Anche se non sono mai pienamente a mio agio con le altre persone, queste mi servono per essere costante, mi ancorano alla realtà.

Tornare a scrivere

La scorsa settimana sono stata a un incontro sulla “scrittura emotiva”.  Non sapevo cosa aspettarmi, chi sarebbero stati gli altri partecipanti o cosa avrei dovuto fare, ma ci sono andata perché “scrittura” ed “emotiva” sono due parole che ho sempre associato a me stessa. Anche se ormai da alcuni anni scrivo solo per lavoro, scrivo per pubblicizzare prodotti che spesso non comprerei e ritengo o inutili o troppo costosi. Scrivo arricchendo i testi di aggettivi luccicanti come specchietti al sole caldo di un desiderio che dev’essere solo stimolato un po’ per accendersi.
Ho scritto alcuni blog, da sola e in collaborazione con altre persone, più prolifiche di me. A volte la prolificità degli altri mi ha bloccata, ero ammirata dalla loro capacità di organizzare i pensieri puntualmente ogni giorno in un testo lungo. Disciplina o urgenza e amore.
Facebook ha modificato il nostro modo di interagire e leggere in internet. Nessun altro social network ha cambiato tanto radicalmente la nostra scrittura e lettura, nemmeno i pochi caratteri di Twitter, i quali rimandavano comunque ad articoli ben più lunghi, che animavano ancora i blog. La pratica di leggere solo i titoli dei giornali è diventata prassi anche per chi potrebbe approfondire, ma preferisce scorrere la home in cerca di un nuovo feed.
No che non penso alla fine della parola scritta, no, cambia il mezzo, cambia il modo in cui organizziamo le parole, ma le parole non possono finire, almeno fino a quando saremo qui.
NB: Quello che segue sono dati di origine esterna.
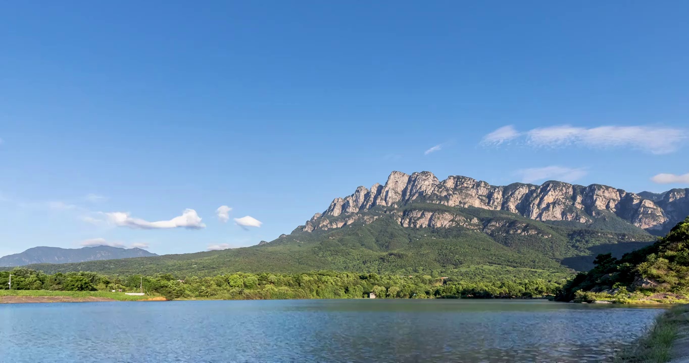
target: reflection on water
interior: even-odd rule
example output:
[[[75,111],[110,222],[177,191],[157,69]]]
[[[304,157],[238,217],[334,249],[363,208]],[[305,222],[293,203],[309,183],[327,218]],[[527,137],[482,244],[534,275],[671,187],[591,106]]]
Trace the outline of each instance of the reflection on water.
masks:
[[[599,362],[660,309],[543,300],[0,305],[0,362]]]

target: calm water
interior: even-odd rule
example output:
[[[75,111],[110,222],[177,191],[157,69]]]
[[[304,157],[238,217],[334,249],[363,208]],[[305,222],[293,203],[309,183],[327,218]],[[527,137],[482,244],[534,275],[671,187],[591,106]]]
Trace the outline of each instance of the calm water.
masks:
[[[598,362],[661,311],[542,300],[0,305],[0,362]]]

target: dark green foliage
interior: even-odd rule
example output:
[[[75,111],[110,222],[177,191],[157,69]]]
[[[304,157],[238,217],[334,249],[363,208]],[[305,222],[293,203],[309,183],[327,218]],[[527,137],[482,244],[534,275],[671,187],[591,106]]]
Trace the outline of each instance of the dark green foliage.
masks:
[[[47,275],[15,269],[12,289],[59,291],[124,289],[180,298],[289,299],[360,298],[371,292],[378,298],[505,298],[553,294],[562,276],[542,271],[505,271],[484,267],[440,276],[435,272],[413,275],[379,275],[319,271],[292,274],[234,273],[174,279],[169,274],[152,276],[105,276],[92,273]],[[9,272],[0,272],[0,280]],[[15,277],[16,276],[16,277]],[[16,281],[16,285],[14,281]]]
[[[595,267],[568,281],[558,299],[570,300],[577,292],[594,293],[624,287],[628,292],[689,295],[689,217],[651,245],[617,259],[599,254]]]

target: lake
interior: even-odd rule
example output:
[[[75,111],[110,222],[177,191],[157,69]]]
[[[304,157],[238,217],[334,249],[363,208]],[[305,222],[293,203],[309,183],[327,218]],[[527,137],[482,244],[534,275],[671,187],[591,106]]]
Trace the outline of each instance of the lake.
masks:
[[[0,305],[0,362],[599,362],[659,309],[545,300]]]

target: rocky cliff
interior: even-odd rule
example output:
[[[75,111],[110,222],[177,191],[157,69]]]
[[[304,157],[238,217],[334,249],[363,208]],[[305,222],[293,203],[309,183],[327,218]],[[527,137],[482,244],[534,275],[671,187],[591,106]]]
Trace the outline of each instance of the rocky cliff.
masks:
[[[617,217],[657,234],[666,232],[689,214],[689,188],[655,195],[662,197],[644,197],[599,184],[584,186],[551,181],[540,186],[515,183],[496,186],[467,177],[451,176],[440,181],[427,171],[411,175],[393,171],[384,185],[376,184],[370,189],[360,186],[349,197],[336,198],[323,213],[316,213],[299,230],[313,232],[355,222],[371,223],[377,217],[369,212],[393,213],[404,227],[485,228],[477,221],[449,212],[410,209],[418,202],[504,210],[537,221],[584,225],[599,219]]]

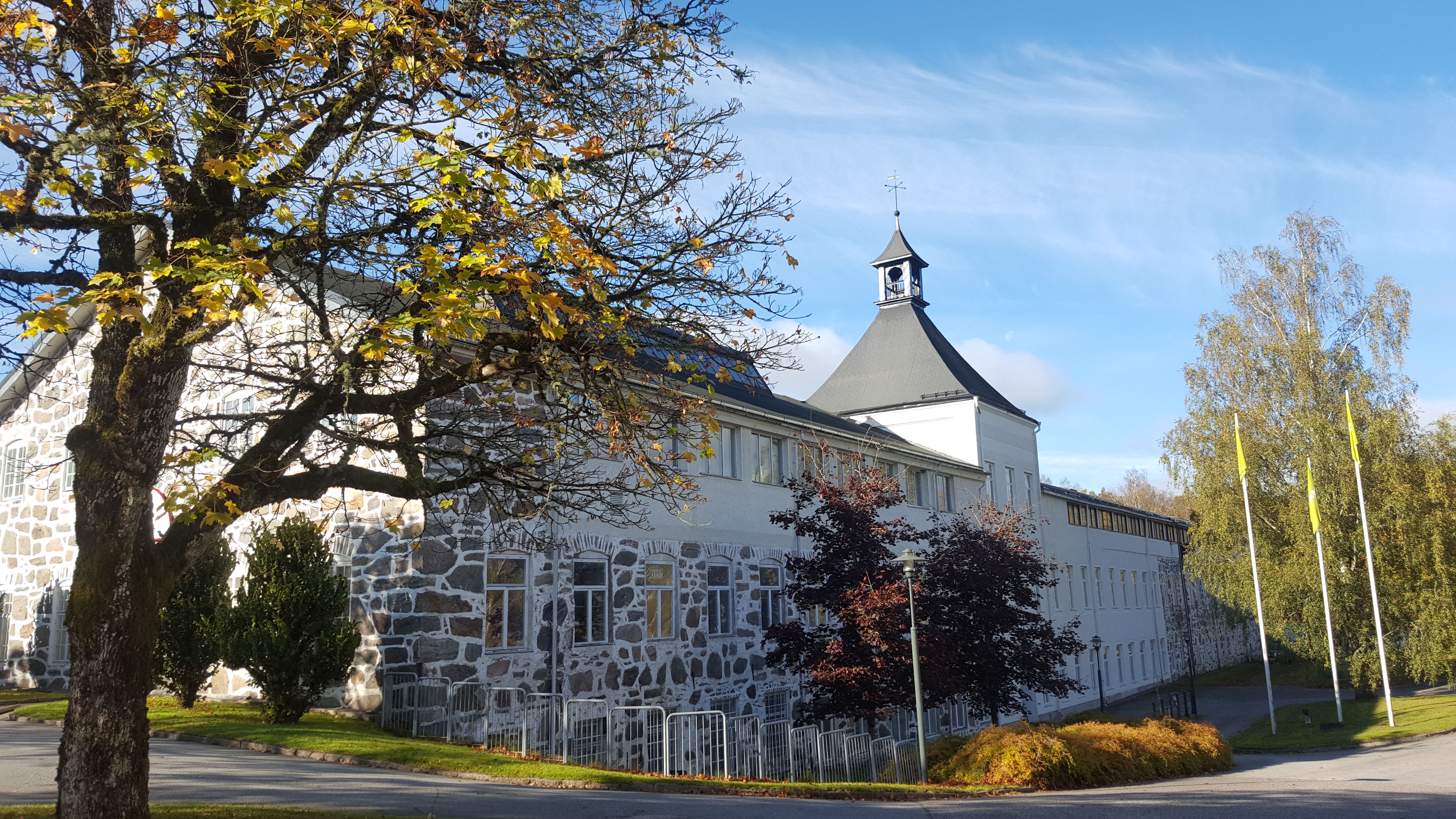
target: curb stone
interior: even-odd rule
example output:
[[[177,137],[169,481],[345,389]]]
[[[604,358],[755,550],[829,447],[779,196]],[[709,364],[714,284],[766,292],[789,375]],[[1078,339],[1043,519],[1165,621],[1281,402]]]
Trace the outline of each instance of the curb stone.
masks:
[[[61,720],[41,720],[36,717],[17,717],[15,714],[0,716],[0,720],[16,723],[39,723],[60,726]],[[492,783],[502,785],[530,785],[539,788],[571,788],[571,790],[612,790],[612,791],[641,791],[641,793],[690,793],[715,796],[776,796],[788,799],[826,799],[826,800],[862,800],[862,802],[922,802],[939,799],[976,799],[981,796],[1008,796],[1013,793],[1034,793],[1037,788],[996,788],[974,793],[916,793],[916,791],[801,791],[795,788],[744,788],[734,785],[719,785],[703,783],[690,785],[681,783],[593,783],[588,780],[546,780],[539,777],[496,777],[492,774],[473,774],[469,771],[448,771],[443,768],[422,768],[419,765],[405,765],[402,762],[386,762],[383,759],[365,759],[348,753],[325,753],[322,751],[301,751],[281,745],[262,742],[246,742],[240,739],[223,739],[217,736],[198,736],[176,732],[151,732],[153,739],[170,739],[178,742],[195,742],[198,745],[215,745],[221,748],[237,748],[259,753],[277,753],[280,756],[297,756],[317,762],[338,762],[341,765],[358,765],[361,768],[380,768],[386,771],[405,771],[409,774],[430,774],[435,777],[450,777],[454,780],[469,780],[473,783]]]
[[[1456,733],[1456,729],[1446,729],[1431,733],[1418,733],[1414,736],[1398,736],[1395,739],[1380,739],[1376,742],[1356,742],[1351,745],[1321,745],[1318,748],[1235,748],[1235,753],[1321,753],[1325,751],[1363,751],[1366,748],[1385,748],[1388,745],[1401,745],[1405,742],[1417,742],[1421,739],[1430,739],[1433,736],[1446,736],[1449,733]]]

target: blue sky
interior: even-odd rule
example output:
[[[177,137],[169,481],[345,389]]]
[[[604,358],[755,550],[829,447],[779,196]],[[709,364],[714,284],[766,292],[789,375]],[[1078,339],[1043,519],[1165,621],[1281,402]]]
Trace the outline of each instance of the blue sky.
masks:
[[[1300,208],[1411,290],[1406,372],[1424,412],[1456,410],[1456,4],[1182,6],[729,3],[757,71],[735,130],[792,179],[785,274],[820,335],[780,391],[812,392],[874,318],[898,172],[932,318],[1042,421],[1054,479],[1159,474],[1198,316],[1227,299],[1213,256]]]

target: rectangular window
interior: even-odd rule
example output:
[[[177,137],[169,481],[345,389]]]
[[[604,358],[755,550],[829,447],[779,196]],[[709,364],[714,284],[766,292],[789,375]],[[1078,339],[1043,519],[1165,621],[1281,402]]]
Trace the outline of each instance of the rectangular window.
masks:
[[[218,421],[217,428],[223,430],[223,450],[230,455],[242,455],[248,447],[253,446],[253,427],[252,423],[242,415],[252,415],[253,412],[253,396],[240,395],[230,401],[223,402],[223,414],[232,415],[232,418],[223,418]],[[237,433],[237,430],[246,431]]]
[[[71,602],[70,589],[51,593],[51,662],[71,662],[71,634],[66,630],[66,606]]]
[[[703,458],[703,475],[737,478],[738,428],[719,426],[716,433],[708,436],[708,446],[712,447],[713,455],[711,458]]]
[[[789,689],[780,688],[763,695],[763,721],[782,723],[789,718]]]
[[[732,634],[732,586],[728,565],[708,565],[708,634]]]
[[[526,558],[485,558],[485,647],[526,647]]]
[[[760,484],[783,482],[783,469],[779,463],[783,456],[783,442],[772,436],[754,434],[751,439],[754,468],[753,479]]]
[[[935,507],[941,512],[955,512],[955,478],[941,475],[935,481]]]
[[[577,643],[606,643],[607,561],[572,561],[571,586],[572,608],[577,615]]]
[[[673,637],[674,595],[673,564],[646,564],[646,635]]]
[[[910,501],[916,506],[930,506],[930,474],[925,469],[910,469],[906,479],[910,482],[906,487],[906,494]]]
[[[783,576],[778,565],[759,567],[759,622],[763,628],[783,622]]]
[[[12,443],[4,449],[4,465],[0,466],[0,498],[17,498],[25,494],[25,477],[31,471],[26,443]]]

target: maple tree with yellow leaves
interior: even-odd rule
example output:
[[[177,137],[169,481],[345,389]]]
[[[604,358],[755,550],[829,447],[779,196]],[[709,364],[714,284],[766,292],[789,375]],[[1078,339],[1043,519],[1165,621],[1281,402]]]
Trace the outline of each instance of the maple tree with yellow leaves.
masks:
[[[239,514],[695,497],[661,442],[795,341],[791,203],[687,95],[747,76],[716,6],[0,0],[9,347],[93,340],[58,816],[147,816],[157,609]]]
Finirà Facebook, anche se cerca di concentrare in sé stesso tutta l’esperienza che le persone possono fare del web. Un nuovo modo di comunicare in rete, dopo i vlog e gli status, arriverà.
Rubo tempo al lavoro per tornare a scrivere qui dopo mesi di silenzio. Dalla scorsa estate ho messo nelle mani di Instagram gran parte delle cose che avrei voluto dire, in forma di immagine. Adesso sento il bisogno di tornare a scrivere, non so quanto sia profondo, forse è la bella giornata, forse il buon libro che ho letto recentemente, oppure quell’incontro di scrittura emotiva, che mi spingono a cercare qualcosa in più. So che sento questa spinta e mi sembra giusto tenerne traccia qui, nel mio angolo di web.